Wednesday, January 26, 2005

All the Talk of Davos: the Weak Dollar and the U.S. Deficits

A Call To Action
The New York Times
January 26, 2005

By MARK LANDLER

DAVOS, Switzerland, Jan. 26 - As the world's most rarified talk-shop opened for business here today, two things were as clear as the Alpine air: the sinking dollar and soaring deficits in the United States are Topic A at this year's conference of the World Economic Forum.

And anyone hoping for an answer to when either will stabilize is likely to come away disappointed.

Economists, politicians and business executives voiced deep unease about the imbalances in the global financial system, which are reflected in the dollar's steep fall against the euro and other currencies.

But most expressed skepticism that the Bush administration would reduce the trade and budget deficits, which have fed those imbalances. Some said they doubted that China, which is financing much of the American debt, would bow to pressure to allow its currency to rise against the dollar this year.

"The U.S. current-account deficit is a problem for the whole world," said Jacob A. Frenkel, an economist and former governor of the Bank of Israel. "I don't see the budget deficit being taken seriously."

The Bush administration, which had dispatched Vice President Dick Cheney and then-Secretary of State Colin L. Powell to past Davos meetings to defend the Iraq war and other foreign-policy initiatives, has not sent a senior economic policy maker to this gathering. That absence has lent the proceedings themselves an imbalanced tone.

"In fairness, it's a transition period in Washington," said Representative Barney Frank, a Massachusetts Democrat, who supplied the American voice on a panel about American leadership. But he added, "The administration doesn't really have anyone they trust enough to send here."

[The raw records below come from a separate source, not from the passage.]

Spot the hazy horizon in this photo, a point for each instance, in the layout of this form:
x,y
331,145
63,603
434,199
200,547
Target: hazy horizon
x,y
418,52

Mr. Frank, the ranking Democrat on the House Financial Services Committee, said he worried that the United States was not paying enough attention to the risks of its growing indebtedness. The repercussions of a weak dollar, he said, had barely registered with the White House.

Other critics were blunter. "There's nobody home on economic policy in America right now," said Stephen S. Roach, the chief economist at Morgan Stanley and a reliable doomsayer at these gatherings.

The twin burdens of household and public debt in the United States, he said, are unsustainable. Describing American consumers as "an accident waiting to happen," he asked, "when does the music stop?"

With the dollar weak and the euro already trading above $1.30 - near its economically tenable limit for Europe - Mr. Roach said the United States could not rely on currency markets to right the trade imbalance between it and the Asian countries who finance American deficits by buying Treasury bills.

The answer, he said, lies with the Federal Reserve, which he said would have to raise interest rates aggressively to curb the spending binge. Whether the Fed could do that without setting off a recession is an open question, especially given the impending retirement of its chairman, Alan Greenspan.

Few here held out much hope for international coordination of the kind that stabilized the dollar in the 1980's, when the Reagan administration helped negotiate the Louvre and Plaza Accords.

"The Bush administration doesn't listen to people," said Laura D. Tyson, a former chairman of the council of economic advisors in the Clinton White House. "There's no hope of changing U.S. fiscal policy."

Professor Tyson, who is dean of the London Business School, said European leaders needed to stop worrying about the actions of other countries and set about streamlining their own economies. She pointed to recent wage negotiations in Germany, in which the unions agreed to longer hours and more flexible work rules, as a hopeful sign of change.

Certainly, Europe cannot rely on Asia to take the pressure off the euro. While people here said they were guardedly optimistic that China would eventually allow its currency, the yuan, to rise against the dollar, few were willing to hazard a guess as to when - or to what extent.

"That will need a political commitment and a political will, and I don't see that happening this year," said Takatoshi Ito, an expert in international economics at the University of Tokyo.

Some economists warned that the burgeoning trade deficit and weak dollar could cast a shadow over negotiations to liberalize world trade, which have been dragging for various reasons in the last year.

China's record trade surplus with the United States could fuel protectionist forces in the United States, said C. Fred Bergsten, the director of the Institute for International Economics in Washington. He said he could foresee moves to slap import barriers on Chinese wood and shrimp.

"This is a poisonous environment for trade policy and for domestic politics in the United States," Mr. Bergsten said.

In the last couple of years, with the White House's march to war in Iraq, Davos itself has been a rather poisonous environment for Americans. Those tensions have ebbed this year, although some non-Americans here were talking about the emergence of new alliances - like one between China and the European Union - that leave the United States on the sidelines.

"In recent years, our leaders have felt more comfortable talking to European leaders," said Yuan Ming, the director of the Institute for American Studies at Peking University. "The United States could be our biggest partner, but it could also be our biggest troublemaker."